Things my daughter's eating disorder (That Bitch Anorexia in our home) said and did during the time I was doing the above? Let me just say that when I relayed the day's post-mortem to my husband (working out of state at the time of refeeding), this clip often informed my reporting--"And then her head spun around and venom spewed from her mouth." There's a reason parents and sufferers often externalize the psychosis of eating disorder behavior as "The Beast."
Now for the good part.
FBT worked for us. We embraced the counterintuitive "food police" nature of the treatment. We accepted the idea that this was short term pain for long term gain. We trusted the research that showed FBT to be the most-effective treatment for adolescents with anorexia. We found hope in seeing others further down the path than us and from the light we saw in their children's eyes. We were cruel to be kind, in the right measure.
We leaned in. We pushed when we were told (by her/ED) to back off. Even after her initial recovery, we put a safety net in place that, if you don't understand eating disorders, made it sound like we didn't trust our own adult child (we do, we just recognized the tentacle-like nature of an ED and wanted to help her help herself--which she did). We chose to shape the path so that we could choose recovery for her in the event she was unable to choose it for herself. We were hard-asses of the first degree.
Now for the great part.
That relationship worry so many of us have? For many of us the intense battles between parent and child during refeeding didn't ruin our relationships with our children; in fact, they made the relationships closer and stronger. Fighting for your kid's life--first without their help and then, after their brain is no longer malnourished, alongside him/her, can be a powerfully bonding and affirming experience.
This is our story and it is also bigger than just our story--because it also the story of so many other families who choose FBT to treat their child's eating disorder. To me, FBT shares common ground with parents giving insulin injections to their diabetic children and with parents of children who have cystic fibrosis and requite at-home percussion therapy and with the many parents who make myriad medical decisions for their kids every day that may require both the family and child to endure unpleasant times in the service of life-saving treatment.

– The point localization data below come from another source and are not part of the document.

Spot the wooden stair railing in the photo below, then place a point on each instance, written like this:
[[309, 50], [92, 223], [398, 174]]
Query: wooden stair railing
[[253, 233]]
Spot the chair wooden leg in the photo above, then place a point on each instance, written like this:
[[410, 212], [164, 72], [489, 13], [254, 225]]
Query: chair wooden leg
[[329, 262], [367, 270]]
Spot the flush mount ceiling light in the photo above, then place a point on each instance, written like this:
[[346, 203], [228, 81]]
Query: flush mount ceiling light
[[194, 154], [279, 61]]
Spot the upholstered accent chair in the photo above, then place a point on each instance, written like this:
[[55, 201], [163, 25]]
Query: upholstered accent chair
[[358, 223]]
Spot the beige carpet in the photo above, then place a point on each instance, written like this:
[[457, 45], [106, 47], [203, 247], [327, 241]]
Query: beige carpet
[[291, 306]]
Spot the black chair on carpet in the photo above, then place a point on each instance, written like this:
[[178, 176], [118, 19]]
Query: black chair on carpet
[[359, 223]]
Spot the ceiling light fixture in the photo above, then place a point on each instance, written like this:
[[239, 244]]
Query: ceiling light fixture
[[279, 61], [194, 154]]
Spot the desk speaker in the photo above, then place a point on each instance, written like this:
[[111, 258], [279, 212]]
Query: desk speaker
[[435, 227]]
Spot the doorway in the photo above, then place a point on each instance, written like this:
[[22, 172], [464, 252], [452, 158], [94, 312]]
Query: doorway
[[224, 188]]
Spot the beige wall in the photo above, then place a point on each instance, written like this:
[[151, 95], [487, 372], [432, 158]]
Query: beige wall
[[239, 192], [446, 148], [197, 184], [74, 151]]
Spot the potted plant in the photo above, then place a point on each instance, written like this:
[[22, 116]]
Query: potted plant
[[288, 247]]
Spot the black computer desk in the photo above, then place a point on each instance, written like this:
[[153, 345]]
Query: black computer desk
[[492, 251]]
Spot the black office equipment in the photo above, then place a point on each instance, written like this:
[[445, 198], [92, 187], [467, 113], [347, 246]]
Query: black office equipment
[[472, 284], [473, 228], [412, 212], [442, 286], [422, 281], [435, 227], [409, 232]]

To my baby girl, you of the twinkling eyes, gorgeous smile and all-over glow seen above--you are rocking life at every level and to have had a part in your metamorphosis from seriously ill to physically and mentally healthy was my honor, my privilege and my purpose as your mother. XOXOXOXOXOXOXO.
*FBT doesn't work for everyone; in fact, there is as yet no one treatment for anorexia that does. There are valid reasons why FBT isn't the best choice for some families and many parents fight just as hard as I did, using other treatment models. That said, the resistance to FBT by clinicians is puzzling in light of the fact there is no treatment that has better outcomes or works for a larger swath of people. Not educating patients and families on ALL treatment approaches, modalities and the evidence for them, is malpractice as far as I am concerned.